How to tell if retention is working


Working on configuring a loki instance. Internal policy on log files is that we store no more than 14 days worth of logs. I have configured this in loki using the instructions from the following page:

First I tried the method using the compactor, then the option using the table manager. Both seemed to work in that I can’t query data older than 14 days, but I am looking to verify that the data past retention is truly deleted as far as loki is concerned. The only reason I have doubt is that our s3 bucket for this shows 774G of space used, but the rough size of the logs is closer to 400G (I’m estimating since we compress most of the logs daily). Does it make sense that the loki index/metadata seems to be roughly the same size as the uncompressed data? Is there a way to examine the actual data loki is storing outside of a logql query?

If you can’t query the logs after 14 days then at the very least the index is gone. There is a chance the chunks are still there if your compactor crashes without persistent volume and the marker file is lost, but unless it’s a frequent occurrence it shouldn’t pile up quickly.
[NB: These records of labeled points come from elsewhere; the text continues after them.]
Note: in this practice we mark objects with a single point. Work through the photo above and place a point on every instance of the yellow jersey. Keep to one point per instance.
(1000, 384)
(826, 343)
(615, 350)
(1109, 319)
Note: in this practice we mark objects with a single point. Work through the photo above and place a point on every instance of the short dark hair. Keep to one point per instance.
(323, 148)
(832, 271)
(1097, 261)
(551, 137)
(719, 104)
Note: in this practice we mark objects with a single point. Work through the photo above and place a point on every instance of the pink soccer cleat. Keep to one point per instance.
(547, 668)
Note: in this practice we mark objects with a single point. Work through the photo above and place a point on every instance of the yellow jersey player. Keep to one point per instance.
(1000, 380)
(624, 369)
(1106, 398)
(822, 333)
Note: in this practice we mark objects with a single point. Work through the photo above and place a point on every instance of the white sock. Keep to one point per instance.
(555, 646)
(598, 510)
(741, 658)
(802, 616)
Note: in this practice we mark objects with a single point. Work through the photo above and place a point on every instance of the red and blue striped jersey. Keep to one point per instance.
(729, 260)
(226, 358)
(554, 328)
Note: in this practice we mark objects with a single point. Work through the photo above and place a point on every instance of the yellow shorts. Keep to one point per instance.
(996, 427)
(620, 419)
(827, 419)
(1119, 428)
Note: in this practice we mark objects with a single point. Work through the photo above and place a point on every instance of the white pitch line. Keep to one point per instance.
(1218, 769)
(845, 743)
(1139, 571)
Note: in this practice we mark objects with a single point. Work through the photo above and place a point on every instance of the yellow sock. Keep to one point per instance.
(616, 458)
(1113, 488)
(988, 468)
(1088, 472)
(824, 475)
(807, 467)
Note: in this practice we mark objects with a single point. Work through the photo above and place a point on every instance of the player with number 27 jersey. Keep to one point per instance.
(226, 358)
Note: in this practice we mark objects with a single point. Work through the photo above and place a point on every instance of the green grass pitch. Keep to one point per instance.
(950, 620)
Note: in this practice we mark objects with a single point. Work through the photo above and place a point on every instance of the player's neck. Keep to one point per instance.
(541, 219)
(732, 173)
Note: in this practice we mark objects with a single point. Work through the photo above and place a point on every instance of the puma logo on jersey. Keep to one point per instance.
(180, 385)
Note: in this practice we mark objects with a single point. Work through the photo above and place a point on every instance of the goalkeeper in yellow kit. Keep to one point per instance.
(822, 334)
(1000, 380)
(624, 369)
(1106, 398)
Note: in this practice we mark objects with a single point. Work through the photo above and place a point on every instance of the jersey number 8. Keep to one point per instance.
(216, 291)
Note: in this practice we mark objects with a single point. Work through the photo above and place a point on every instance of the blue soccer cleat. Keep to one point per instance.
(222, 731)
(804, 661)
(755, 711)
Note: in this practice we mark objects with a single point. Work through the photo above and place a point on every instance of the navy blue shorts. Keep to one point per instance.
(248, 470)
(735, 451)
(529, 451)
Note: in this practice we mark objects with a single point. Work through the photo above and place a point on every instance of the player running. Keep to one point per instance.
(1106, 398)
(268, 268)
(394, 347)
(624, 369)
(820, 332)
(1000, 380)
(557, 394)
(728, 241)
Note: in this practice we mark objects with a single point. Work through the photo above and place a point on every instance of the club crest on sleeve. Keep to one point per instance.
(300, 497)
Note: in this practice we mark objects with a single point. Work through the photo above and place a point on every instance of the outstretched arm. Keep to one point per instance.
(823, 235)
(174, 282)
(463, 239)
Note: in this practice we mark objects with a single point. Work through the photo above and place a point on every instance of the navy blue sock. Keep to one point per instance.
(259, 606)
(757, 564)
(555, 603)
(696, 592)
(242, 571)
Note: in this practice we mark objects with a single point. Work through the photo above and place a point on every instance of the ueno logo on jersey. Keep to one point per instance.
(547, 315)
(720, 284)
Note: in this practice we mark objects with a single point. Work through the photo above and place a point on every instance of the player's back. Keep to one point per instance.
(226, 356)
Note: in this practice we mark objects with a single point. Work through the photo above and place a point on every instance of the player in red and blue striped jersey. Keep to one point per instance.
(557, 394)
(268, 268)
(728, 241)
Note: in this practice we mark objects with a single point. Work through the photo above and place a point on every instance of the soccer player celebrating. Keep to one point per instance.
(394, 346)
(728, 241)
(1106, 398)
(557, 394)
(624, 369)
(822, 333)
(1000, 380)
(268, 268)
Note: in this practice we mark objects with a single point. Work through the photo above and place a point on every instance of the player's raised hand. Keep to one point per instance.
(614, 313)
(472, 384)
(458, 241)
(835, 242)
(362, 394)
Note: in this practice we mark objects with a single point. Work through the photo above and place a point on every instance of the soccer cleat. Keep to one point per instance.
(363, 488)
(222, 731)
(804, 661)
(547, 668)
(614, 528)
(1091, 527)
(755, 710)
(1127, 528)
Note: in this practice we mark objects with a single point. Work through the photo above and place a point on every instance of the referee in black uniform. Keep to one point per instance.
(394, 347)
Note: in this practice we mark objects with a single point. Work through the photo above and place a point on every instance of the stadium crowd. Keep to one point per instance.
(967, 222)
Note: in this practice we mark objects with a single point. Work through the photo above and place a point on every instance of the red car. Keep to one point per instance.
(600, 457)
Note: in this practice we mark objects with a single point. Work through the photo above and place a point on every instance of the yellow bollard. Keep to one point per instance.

I’d analyze your S3 bucket a bit and find out where the storage discrepancy is. Check the size of the chunk directory, check the size of the index directory, etc. You can also list all files under the chunk directory and get the age of them. Also check and see if your S3 bucket has versioning, and if you have policy to discard incomplete uploads.

Thanks Tony, that makes sense. To be clear I’m not sure there is a discrepancy, I just wasn’t sure if 2:1 was an unusual ratio between loki and text log files. Pretty sure we have relatively low cardinality, we have been very conservative with our use of labels. I assume that too many labels could contribute to index size on disk.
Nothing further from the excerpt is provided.